# Please help, need some advice for suspected fin rot.



## Danyel (Mar 20, 2006)

I noticed two of my corys have a sections of fin/tail missing. One is missing a strip on his tail and another is missing a chunk on his dorsal fin, this one has also been lying still(more than usual). Firstly, Does this sound like fin rot? How should I go by treating this?


----------



## Danyel (Mar 20, 2006)

Would I get a reply if I said I was pis*ed at petco?  Just Joking, I know no one around here has never heard of fin rot- let alone treated it...  Ok, well I'll go ask around some where else


----------



## lashalove (Dec 19, 2006)

Yeah, I know how you feel about not getting answers...

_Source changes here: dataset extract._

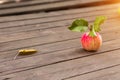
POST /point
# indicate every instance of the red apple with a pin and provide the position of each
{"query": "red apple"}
(91, 43)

I've never dealt with finrot so I can't help you there. Are you sure their not getting nipped by a tankmate? A couple of my cories got mauled by the pleco i had and got some ragged fins.


----------



## Cichlidsrule (Nov 8, 2006)

Could be tail rot, could be they're fighting. Do you have any algae eaters? Lashalove's right, I heard that Chinese algae eaters get territorial & nippy when they get older and so do plecos....


----------



## Damon (Jan 18, 2005)

Its not finrot. Doesn't fall in the normal pattern. Something took a chunk out of his/her tail(s). It can lead to finrot though. Just keep the water clean and if you like, add some melafix.


----------